Species of flowering plant

Erythronium revolutum is a species of flowering plant in the family Liliaceae which is known by several common names, including mahogany fawn lily, coast fawn lily, and pink fawn lily. It is native to the west coast of North America.

==Description==
Erythronium revolutum, a hardy perennial wildflower, grows from an oval-shaped bulb 3–5 cm long, producing usually two wide, flat, mottled green leaves near the ground. It is indigenous to Northwest Washington.

The plant flowers between March and June. Each bulb sends up a long, naked stalk bearing one or two showy lily flowers. The stalk bows at the end so that the face of the flower points at the ground. There are six tepals in shades of pink or light purple which may have yellow or white spotting toward the center of the flower. The tepals may be straight or recurved so far that their tips meet behind the flower; they tend to recurve further as the flower ages. The anthers are bright yellow.

Erythronium revolutum can be distinguished from related species by its pink flowers, swollen anther filaments and mottled leaves.

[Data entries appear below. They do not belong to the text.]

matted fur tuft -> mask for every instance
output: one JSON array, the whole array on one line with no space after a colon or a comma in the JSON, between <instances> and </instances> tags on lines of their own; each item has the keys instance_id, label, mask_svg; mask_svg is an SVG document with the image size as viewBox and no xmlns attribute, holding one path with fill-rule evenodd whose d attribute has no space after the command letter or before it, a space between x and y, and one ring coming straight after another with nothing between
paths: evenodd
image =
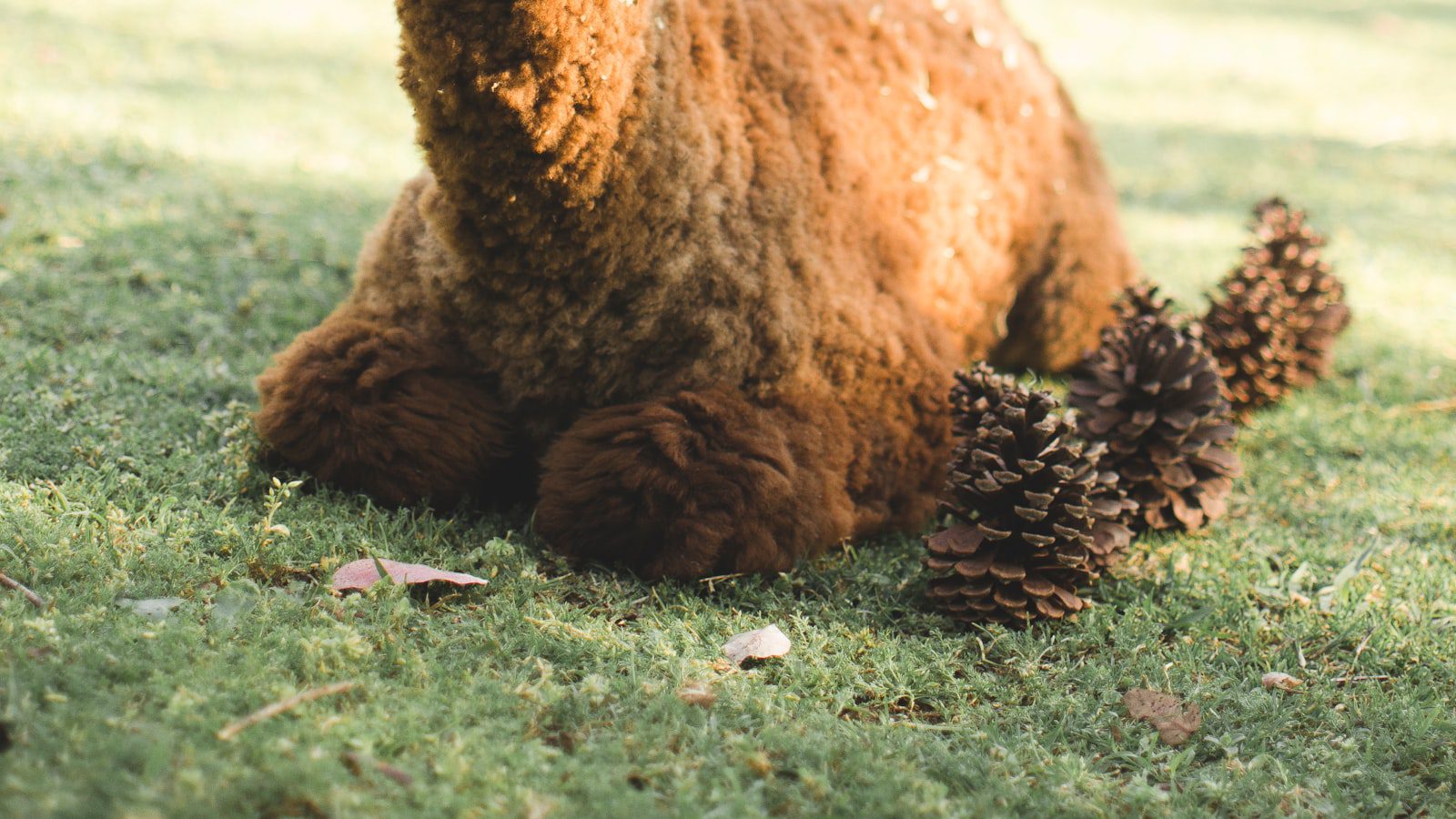
<instances>
[{"instance_id":1,"label":"matted fur tuft","mask_svg":"<svg viewBox=\"0 0 1456 819\"><path fill-rule=\"evenodd\" d=\"M510 453L495 399L402 328L332 321L258 379L272 455L386 504L448 506Z\"/></svg>"}]
</instances>

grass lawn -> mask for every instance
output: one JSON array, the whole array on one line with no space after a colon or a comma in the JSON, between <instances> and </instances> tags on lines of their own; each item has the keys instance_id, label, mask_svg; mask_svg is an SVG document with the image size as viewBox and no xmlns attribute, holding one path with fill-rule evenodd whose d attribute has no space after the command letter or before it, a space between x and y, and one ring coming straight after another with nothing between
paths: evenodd
<instances>
[{"instance_id":1,"label":"grass lawn","mask_svg":"<svg viewBox=\"0 0 1456 819\"><path fill-rule=\"evenodd\" d=\"M0 0L0 571L54 602L0 589L0 813L1456 813L1456 424L1420 407L1456 395L1456 6L1009 6L1153 278L1197 303L1281 192L1357 319L1211 532L1142 541L1077 622L962 632L913 538L648 586L529 510L272 485L252 377L419 163L392 4ZM364 555L491 584L322 587ZM715 665L770 622L788 657ZM1139 686L1194 740L1130 723Z\"/></svg>"}]
</instances>

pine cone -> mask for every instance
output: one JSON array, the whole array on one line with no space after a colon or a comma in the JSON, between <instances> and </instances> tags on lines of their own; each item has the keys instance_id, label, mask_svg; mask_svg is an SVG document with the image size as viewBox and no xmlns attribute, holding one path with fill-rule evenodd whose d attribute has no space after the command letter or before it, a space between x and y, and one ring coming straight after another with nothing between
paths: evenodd
<instances>
[{"instance_id":1,"label":"pine cone","mask_svg":"<svg viewBox=\"0 0 1456 819\"><path fill-rule=\"evenodd\" d=\"M970 370L957 370L951 386L951 417L955 436L970 437L976 433L981 415L1000 404L1008 392L1021 389L1013 376L997 375L986 361Z\"/></svg>"},{"instance_id":2,"label":"pine cone","mask_svg":"<svg viewBox=\"0 0 1456 819\"><path fill-rule=\"evenodd\" d=\"M1105 449L1104 444L1093 446ZM1088 551L1092 554L1092 568L1101 573L1123 560L1127 548L1133 545L1139 506L1127 494L1123 477L1107 468L1105 462L1098 465L1101 471L1096 474L1092 491L1088 493L1092 506L1092 545Z\"/></svg>"},{"instance_id":3,"label":"pine cone","mask_svg":"<svg viewBox=\"0 0 1456 819\"><path fill-rule=\"evenodd\" d=\"M1093 576L1096 459L1070 440L1051 395L1012 386L994 404L974 405L983 402L941 503L955 523L926 538L925 564L936 574L927 593L962 622L1082 611L1076 592Z\"/></svg>"},{"instance_id":4,"label":"pine cone","mask_svg":"<svg viewBox=\"0 0 1456 819\"><path fill-rule=\"evenodd\" d=\"M1168 319L1172 316L1172 299L1160 294L1152 281L1139 281L1123 290L1117 302L1112 303L1112 309L1117 312L1118 324L1127 324L1142 316Z\"/></svg>"},{"instance_id":5,"label":"pine cone","mask_svg":"<svg viewBox=\"0 0 1456 819\"><path fill-rule=\"evenodd\" d=\"M1105 335L1072 382L1077 433L1137 501L1134 528L1198 529L1226 510L1241 472L1213 360L1172 325L1140 318Z\"/></svg>"},{"instance_id":6,"label":"pine cone","mask_svg":"<svg viewBox=\"0 0 1456 819\"><path fill-rule=\"evenodd\" d=\"M1345 286L1321 258L1325 236L1305 223L1305 211L1274 197L1254 208L1259 245L1249 261L1278 271L1286 313L1294 334L1294 386L1309 386L1329 373L1335 337L1350 325Z\"/></svg>"},{"instance_id":7,"label":"pine cone","mask_svg":"<svg viewBox=\"0 0 1456 819\"><path fill-rule=\"evenodd\" d=\"M1328 373L1335 335L1350 324L1344 286L1319 258L1325 238L1305 224L1305 213L1271 198L1254 219L1254 245L1203 319L1203 340L1239 417Z\"/></svg>"}]
</instances>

The fruit is a capsule up to 6 cm long.

==Distribution and habitat==
Erythronium revolutum is native to western North America, from coastal Northern California to British Columbia, including Vancouver Island. It grows in wet areas in forests and along stream banks.

==Ecology==
Erythronium revolutum is most abundant within 100 mi of the coast, at altitudes of less than 1000 m. The plant is found in moist places such as streambanks, bogs, and wet redwood and mixed evergreen forest understory. It is slow-growing, taking 5–7 years to form a flowering size bulb, and therefore is slow to establish in new locations.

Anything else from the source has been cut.